Während die Ermordung Eisners Bayern in große Unsicherheiten stürzte, kam es auf Reichsebene im Februar zunächst zu einer gewissen Beruhigung der politischen Verhältnisse. Nach erfolglosen Putschversuchen der Militärs im Dezember und dilettantischen Umsturzversuchen der radikalen Linken Anfang Januar hatten am 19. Januar 1919 die Wahlen zur Nationalversammlung eine Dreiviertel-Mehrheit für eine sozialdemokratisch-bürgerliche Koalition aus SPD, Zentrumspartei und Deutscher Demokratischer Partei (DDP) ergeben. Am 6. Februar kam die Nationalversammlung in Weimar zu ihrer ersten Sitzung zusammen, am 11. Februar wählte sie den Sozialdemokraten Friedrich Ebert zum Reichspräsidenten, und der setzte die neue Regierung ein, an deren Spitze sein Parteifreund Philipp Scheidemann stand.
Diese Regierung war mit gewaltigen Herausforderungen konfrontiert. Die wirtschaftliche und soziale Lage im Land war katastrophal. Vor allem in den Industriegebieten an der Ruhr und in Mitteldeutschland kam es immer wieder zu großen Streiks der unzufriedenen Arbeiterschaft, deren materielle Lage sich nicht erkennbar verbesserte. Auch die Sozialisierung des Bergbaus und der Schwerindustrie, ein wichtiges Ziel der sozialistischen Arbeiterbewegung, kam nicht voran. Streiks und Unruhen ließ die Regierung im Frühjahr 1919 von Freikorps und letzten Einheiten der alten Armee niederschlagen, die sie schon im Januar gegen die Aufständischen in Berlin eingesetzt hatte. Damals waren von diesen Einheiten Rosa Luxemburg und Karl Liebknecht, die führenden Köpfe der gerade gegründeten KPD, ermordet worden. Auch jetzt, im Frühjahr, griffen diese Einheiten schnell zu exzessiver Gewalt. Während die Novemberrevolution ausgesprochen friedlich verlaufen war, fielen im Frühjahr mehrere Tausend streikende oder aufständische linksorientierte Arbeiter dem brutalen Vorgehen der Freikorps zum Opfer, in denen rechtsextreme Gesinnung dominierte und das Hakenkreuz am Stahlhelm Karriere machte.

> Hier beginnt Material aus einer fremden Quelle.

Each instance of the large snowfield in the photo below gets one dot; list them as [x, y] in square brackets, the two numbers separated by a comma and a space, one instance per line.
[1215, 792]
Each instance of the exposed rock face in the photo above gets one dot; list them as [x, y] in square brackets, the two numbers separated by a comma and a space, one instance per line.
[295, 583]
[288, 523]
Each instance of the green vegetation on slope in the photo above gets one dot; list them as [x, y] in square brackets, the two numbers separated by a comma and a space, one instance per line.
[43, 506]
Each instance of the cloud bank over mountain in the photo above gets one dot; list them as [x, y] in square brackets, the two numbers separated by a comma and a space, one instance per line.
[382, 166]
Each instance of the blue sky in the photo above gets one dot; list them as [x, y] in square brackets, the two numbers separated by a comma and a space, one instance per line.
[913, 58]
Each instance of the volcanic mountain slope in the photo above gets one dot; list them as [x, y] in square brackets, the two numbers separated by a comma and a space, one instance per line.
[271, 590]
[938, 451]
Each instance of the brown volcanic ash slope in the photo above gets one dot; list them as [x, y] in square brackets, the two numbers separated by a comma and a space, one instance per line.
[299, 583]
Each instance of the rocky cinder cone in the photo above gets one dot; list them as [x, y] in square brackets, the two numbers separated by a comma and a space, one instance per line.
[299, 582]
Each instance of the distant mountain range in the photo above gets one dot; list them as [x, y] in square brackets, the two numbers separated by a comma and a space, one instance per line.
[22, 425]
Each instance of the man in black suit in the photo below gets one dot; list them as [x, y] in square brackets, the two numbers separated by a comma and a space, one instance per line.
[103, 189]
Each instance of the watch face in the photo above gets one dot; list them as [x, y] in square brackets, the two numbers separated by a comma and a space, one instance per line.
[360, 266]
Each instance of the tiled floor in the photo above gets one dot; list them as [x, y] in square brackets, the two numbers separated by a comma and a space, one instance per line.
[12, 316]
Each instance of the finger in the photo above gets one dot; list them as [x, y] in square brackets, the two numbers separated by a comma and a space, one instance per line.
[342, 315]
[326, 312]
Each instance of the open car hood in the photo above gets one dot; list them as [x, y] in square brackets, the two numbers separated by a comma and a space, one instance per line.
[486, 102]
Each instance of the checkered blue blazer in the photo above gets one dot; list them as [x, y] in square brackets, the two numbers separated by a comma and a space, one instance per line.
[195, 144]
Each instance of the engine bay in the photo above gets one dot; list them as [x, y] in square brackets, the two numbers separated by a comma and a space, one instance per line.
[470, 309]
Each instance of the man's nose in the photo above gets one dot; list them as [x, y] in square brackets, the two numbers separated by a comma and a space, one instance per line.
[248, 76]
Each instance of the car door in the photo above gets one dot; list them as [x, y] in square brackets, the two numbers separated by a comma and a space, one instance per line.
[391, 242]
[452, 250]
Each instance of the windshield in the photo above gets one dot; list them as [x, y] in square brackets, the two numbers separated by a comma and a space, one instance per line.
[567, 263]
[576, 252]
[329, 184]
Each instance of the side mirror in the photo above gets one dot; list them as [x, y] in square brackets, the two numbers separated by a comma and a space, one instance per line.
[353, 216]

Karriere machte im Frühjahr 1919 auch die Dolchstoßlüge. Scheidemann hatte in seiner Regierungserklärung am 13. Februar die Niederlage im Weltkrieg als unvermeidlich bezeichnet. Die Antwort der rechtsorientierten Presse war eine regelrechte Kampagne, in der die Revolution für den militärischen Zusammenbruch verantwortlich gemacht wurde. General Ludendorff nutzte die Gelegenheit, um jede Verantwortung für das Waffenstillstandsgesuch von sich zu weisen. Das war verlogen und perfide – aber erfolgreich. Ludendorff kehrte am 21. Februar 1919 nach Deutschland zurück, er hatte sich im November nach Schweden abgesetzt.[28] Er gehörte schon im Frühjahr 1919 zu den aktivsten Feinden der jungen deutschen Demokratie und hinterließ eine breite Spur, die bis zum Hitlerputsch von 1923 führen sollte.
München kam nach der Ermordung Eisners nicht zur Ruhe. Nach einem kurzen, aber militanten Regime eines «Zentralrats», der nur aus Vertretern der radikalen Linken bestand, trat am 28. Februar in München ein Kongress der bayerischen Arbeiter-, Soldaten- und Bauernräte zusammen, der bis zum 8. März tagte. Die Räte lehnten einerseits die Errichtung einer Räterepublik ab, konnten sich aber andererseits auch nicht darauf verständigen, den gesprengten Landtag so schnell wie möglich wieder zusammentreten zu lassen. Auf der Suche nach einem Ausweg aus der komplexen und verfahrenen Situation verständigte man sich schließlich auf eine sozialistische Minderheitsregierung unter der Leitung des bisherigen Kultusministers und stellvertretenden Ministerpräsidenten Johannes Hoffmann (SPD). Am 17. März trat der Bayerische Landtag zusammen und wählte Hoffmann zum neuen Ministerpräsidenten.
Die Regierung bemühte sich zwar nach Kräften, die politisch völlig divergierenden Richtungen zusammenzuhalten und die desaströse wirtschaftliche Situation in Bayern zu lindern, war aber damit unter den gegebenen Umständen schlicht überfordert. Als in Ungarn am 21. März eine Räterepublik ausgerufen wurde, sah die extreme Linke darin ein Signal auch für Bayern. Sie forderte Bündnisse mit Moskau und Budapest. Als Hoffmann ankündigte, am 8. April den Landtag erneut zusammentreten zu lassen, rief sie am 7. April die «Bayerische Räterepublik» aus.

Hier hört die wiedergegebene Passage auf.